Imagine someone handing out money. He’d be so popular he’d be mobbed. Soon, he’d begin to long for a moment alone and wonder “why can’t these people earn their own money?”

Do you know anyone who uses the same approach to leading others? They give and give, and the more they give, the more people expect- leaving everyone with less?


Too many people use the “advice dispenser” approach to leading others. Their conversations are filled with “what you need to do is” and “I’m not going to tell you what to do, but if I were you I’d” and “here’s a bit of free advice…”

However, the idea of free advice is an illusion; these same advice dispensers then spend the rest of their day lamenting that “people can’t think for themselves”, and “no one around me makes decisions”, and “I can’t get my own work done because I’m always helping other people”.

There is a cost to giving others advice: we become “the source”. As the source, we effectively train people NOT to think on their own, but to rely on us. This is wonderful for our ego, but terrible for results.

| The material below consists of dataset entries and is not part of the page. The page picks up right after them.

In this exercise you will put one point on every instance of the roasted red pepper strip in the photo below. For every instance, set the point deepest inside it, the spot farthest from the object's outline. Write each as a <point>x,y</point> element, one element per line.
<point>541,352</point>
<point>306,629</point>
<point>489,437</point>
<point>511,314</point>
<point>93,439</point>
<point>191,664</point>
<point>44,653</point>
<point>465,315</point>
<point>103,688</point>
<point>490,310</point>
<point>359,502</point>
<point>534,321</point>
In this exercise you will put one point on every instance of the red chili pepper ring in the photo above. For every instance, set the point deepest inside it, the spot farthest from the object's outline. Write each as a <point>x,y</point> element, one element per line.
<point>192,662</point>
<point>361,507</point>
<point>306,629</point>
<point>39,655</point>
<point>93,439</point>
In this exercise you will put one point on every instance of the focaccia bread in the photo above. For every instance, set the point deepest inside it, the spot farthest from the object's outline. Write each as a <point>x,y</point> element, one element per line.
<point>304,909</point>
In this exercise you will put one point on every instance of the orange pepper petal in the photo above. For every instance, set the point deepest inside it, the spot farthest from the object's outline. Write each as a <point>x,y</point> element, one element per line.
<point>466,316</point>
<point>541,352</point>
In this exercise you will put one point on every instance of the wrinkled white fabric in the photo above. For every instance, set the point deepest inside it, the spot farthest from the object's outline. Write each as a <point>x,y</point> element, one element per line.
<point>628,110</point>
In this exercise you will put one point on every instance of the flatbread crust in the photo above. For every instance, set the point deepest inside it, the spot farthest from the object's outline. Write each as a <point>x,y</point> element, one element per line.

The next time you feel the urge to tell someone what to do, follow these three steps:

  1. Grab the moment, pause, and realize you have a choice in your response.
  2. Ask yourself, “How do I respond so that they become more capable as a result of this interaction?”
  3. Ask them a question that inspires discovery and capability moving forward.

Is it possible that the reason some people are busier than they want to be is because they’ve effectively disempowered the people around them?

What is the difference between what”might be” and what “can be”? You decide.